Les dirigeants africains démocratiquement élus doivent se rappeler qu’ils ont la responsabilité de protéger les droits des minorités. Quand ils renoncent à ces obligations, les conséquences sont catastrophiques. Des rapports indiquent que des homosexuels sont traqués, qu’ils sont déshabillés, agressés, torturés et tués. C’est ce qui arrive quand des lois déshumanisantes sont adoptées. Dans la culture africaine, l’homosexualité a toujours existé. Par exemple chez les Ibos, à l’est du Nigeria, l’homosexualité féminine a été reconnue et acceptée. Nombre de pays du continent sont dirigés par des gens qui ne lisent pas et sont heureux de développer des discours anti-intellectuels qui leur permettent de régner sur leur pays.

Cette loi est-elle liberticide ?
Le simple fait de soutenir publiquement les homosexuels peut désormais vous conduire en prison pour dix ans. Les homosexuels seront quant à eux condamnés à quatorze ans de prison ferme. Moi-même, aux yeux de la loi, je pourrais être placée en détention pour les propos que je viens de tenir…

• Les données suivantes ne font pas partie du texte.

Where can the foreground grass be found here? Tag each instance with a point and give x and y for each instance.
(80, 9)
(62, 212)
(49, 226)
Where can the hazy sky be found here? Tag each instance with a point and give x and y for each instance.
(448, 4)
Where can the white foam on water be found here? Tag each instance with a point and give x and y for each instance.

Est-ce aussi un moyen pour le gouvernement d’éviter des sujets embarrassants tels que la corruption ?
Lors du Forum de Davos en janvier 2014, le président du Nigeria, Goodluck Jonathan, a suggéré que la corruption n’était pas le plus important problème de l’État. Je m’insurge contre cette opinion. Je pense au contraire que c’est la cause principale de nos difficultés. Les dirigeants que nous avons eus avaient d’abord pour objectif d’amasser les immenses quantités d’argent qui leur permettraient de rester très influents, même après avoir quitté le pouvoir. La corruption est la raison pour laquelle le premier pays producteur de pétrole du continent ne peut pas fournir d’électricité à ses habitants. La corruption est la raison pour laquelle la majorité de la population de ce pays excessivement riche vit sous le seuil de pauvreté.

Pourquoi Boko Haram est-il aussi actif ? Pourquoi le président donne-t-il le sentiment de ne pas pouvoir le combattre ?
Si les autorités nationales avaient pris le temps de former la jeunesse dans les États du nord, Boko Haram n’aurait sans doute pas eu la possibilité d’avoir autant de recrues. Pour eux, la perspective d’aller au paradis pour y retrouver des vierges est beaucoup plus séduisante que tout ce que le régime fédéral peut leur offrir. Chaque jour, des gens sont assassinés dans le nord du Nigeria et les populations commencent à s’interroger sur la capacité des forces armées à mettre fin à la violence. La responsabilité du président est plus que jamais engagée.